Todos nós queremos ser canibais

Eu ia escrever um artigo sobre o atual canibalismo político no Brasil, sobre o campeonato de denúncias para saber quem é mais ladrão, ao som de procuradores sapateando em fitas como bailarinas espanholas, mas... cansei e resolvi ir à "real thing" e escrever sobre o canibal Hannibal, criação luminosa de Anthony Hopkins, agora no filme de Ridley Scott.
O filme é ruim, mas é bom de ver, se é que me entendem. Hoje só me interessam as informações "filmológicas" das fitas; qualidade, se houver, é um brinde casual. Por "filmologia" refiro-me à disciplina dos anos 60, criada pela turminha de Gilbert Cohen-Seat (quem ainda se lembra?) de modo a entender as tendências sociais que o cinema revela.
O que me interessa nesse filme é a extraordinária personagem do canibal dr. Hannibal Lecter. Ele é uma rica metáfora da gelada ética que se instala no mundo. Hopkins criou uma figura que nos fascina como poucas no imaginário desta fronteira de milênios. Hannibal é um achado, e a razão de seu sucesso não é somente a qualidade do ator. Os Oscar recebidos e o estouro de bilheteria mostram que Hopkins acertou na mosca, trouxe à luz algum desejo difuso no ar do tempo.
Hannibal é inteligentíssimo, amante do belo, com uma extrema elegância culta. E o grande achado é que a pessoa mais civilizada do mundo é também um canibal. Ninguém comete crimes com mais "finesse" que ele. Hannibal busca quase uma forma de arte, praticada com invenção e maestria na devoração e no assassinato.
Há em Hannibal um eco da perversão iluminista de Sade, com a precisão dos cortes, a geometria da crueldade, o rigor estético do mal. Há, como em Sade, o desejo de refutar a moralidade de um "antigo regime", de ir além do permitido, de provar a mediocridade da piedade, a hipocrisia do bem. Há quase uma "bondade" na crueldade de Hannibal.
Hopkins (alcoólatra e famoso perverso inglês) criou uma personagem exemplar e contemporânea. Diante de Hannibal, todos nós nos sentimos meio babacas, antigos, caretas.
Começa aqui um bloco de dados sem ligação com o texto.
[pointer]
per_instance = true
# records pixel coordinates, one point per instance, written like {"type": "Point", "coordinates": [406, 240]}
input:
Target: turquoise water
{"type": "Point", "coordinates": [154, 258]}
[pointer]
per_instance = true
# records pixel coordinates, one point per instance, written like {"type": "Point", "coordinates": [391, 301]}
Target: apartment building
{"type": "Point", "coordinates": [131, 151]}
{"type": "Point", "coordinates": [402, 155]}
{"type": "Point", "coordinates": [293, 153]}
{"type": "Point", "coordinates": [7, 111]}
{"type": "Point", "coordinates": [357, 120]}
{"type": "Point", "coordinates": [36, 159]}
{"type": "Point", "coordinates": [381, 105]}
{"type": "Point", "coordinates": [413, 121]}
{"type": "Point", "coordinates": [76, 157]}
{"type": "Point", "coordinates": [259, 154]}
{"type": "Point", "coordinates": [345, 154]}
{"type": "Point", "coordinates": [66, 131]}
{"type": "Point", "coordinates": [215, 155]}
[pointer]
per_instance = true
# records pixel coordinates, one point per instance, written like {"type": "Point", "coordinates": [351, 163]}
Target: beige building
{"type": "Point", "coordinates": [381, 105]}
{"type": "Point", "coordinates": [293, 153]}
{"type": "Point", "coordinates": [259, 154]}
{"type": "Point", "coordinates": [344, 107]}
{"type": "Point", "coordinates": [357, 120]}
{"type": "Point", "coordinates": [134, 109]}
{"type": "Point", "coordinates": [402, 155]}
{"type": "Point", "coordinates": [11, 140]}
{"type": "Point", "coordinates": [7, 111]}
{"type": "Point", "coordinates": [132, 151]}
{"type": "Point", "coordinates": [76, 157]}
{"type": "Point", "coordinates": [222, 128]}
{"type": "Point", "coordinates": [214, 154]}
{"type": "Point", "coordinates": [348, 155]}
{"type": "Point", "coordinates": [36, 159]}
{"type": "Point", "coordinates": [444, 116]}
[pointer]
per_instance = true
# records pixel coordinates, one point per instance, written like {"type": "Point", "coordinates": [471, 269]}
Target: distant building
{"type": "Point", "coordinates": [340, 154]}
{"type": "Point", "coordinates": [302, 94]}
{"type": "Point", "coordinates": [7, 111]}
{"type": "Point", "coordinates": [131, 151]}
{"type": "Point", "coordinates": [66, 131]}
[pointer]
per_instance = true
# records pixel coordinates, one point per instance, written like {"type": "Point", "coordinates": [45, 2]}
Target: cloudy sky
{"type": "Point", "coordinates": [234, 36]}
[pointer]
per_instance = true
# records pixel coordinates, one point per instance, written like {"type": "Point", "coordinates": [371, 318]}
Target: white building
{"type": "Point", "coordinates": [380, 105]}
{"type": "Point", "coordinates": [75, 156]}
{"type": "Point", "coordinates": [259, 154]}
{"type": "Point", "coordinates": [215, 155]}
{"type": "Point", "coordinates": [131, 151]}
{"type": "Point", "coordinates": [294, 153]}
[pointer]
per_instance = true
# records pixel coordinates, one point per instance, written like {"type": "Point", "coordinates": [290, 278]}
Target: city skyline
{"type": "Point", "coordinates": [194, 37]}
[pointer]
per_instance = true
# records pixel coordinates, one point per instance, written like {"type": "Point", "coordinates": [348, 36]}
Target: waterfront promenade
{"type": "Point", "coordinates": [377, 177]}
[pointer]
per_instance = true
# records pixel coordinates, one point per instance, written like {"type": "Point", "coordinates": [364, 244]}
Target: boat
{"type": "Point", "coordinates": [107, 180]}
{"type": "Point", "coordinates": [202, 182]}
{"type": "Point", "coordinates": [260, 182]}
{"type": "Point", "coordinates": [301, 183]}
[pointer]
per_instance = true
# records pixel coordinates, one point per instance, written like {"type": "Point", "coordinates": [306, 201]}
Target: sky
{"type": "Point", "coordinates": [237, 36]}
Na literatura do horror, Hannibal é um marco novo; vai além dos vampiros e "dráculas", figuras ilustres do romantismo. O vampiro era uma homenagem ao amor sublime, a uma sexualidade idealizada e agônica, quando os escravos da paixão ansiavam pelo êxtase da dentada no pescoço. Com Hannibal não há a nostalgia triste dos vampiros. Ele é um "reformador de costumes". Hannibal quer exterminar os medíocres e, espantosamente, sonha com um mundo belo. Ele despreza suas vítimas, e o único perigo que corre é o de se apaixonar pela policial Clarice Starling, ex-Jodie Foster e atual Julianne Moore. A cândida policial o emociona, e Hannibal vê em Clarice uma beleza que desejaria para o mundo todo. "Não te devoro porque o mundo fica mais bonito com você...", diz ele em "O Silêncio dos Inocentes".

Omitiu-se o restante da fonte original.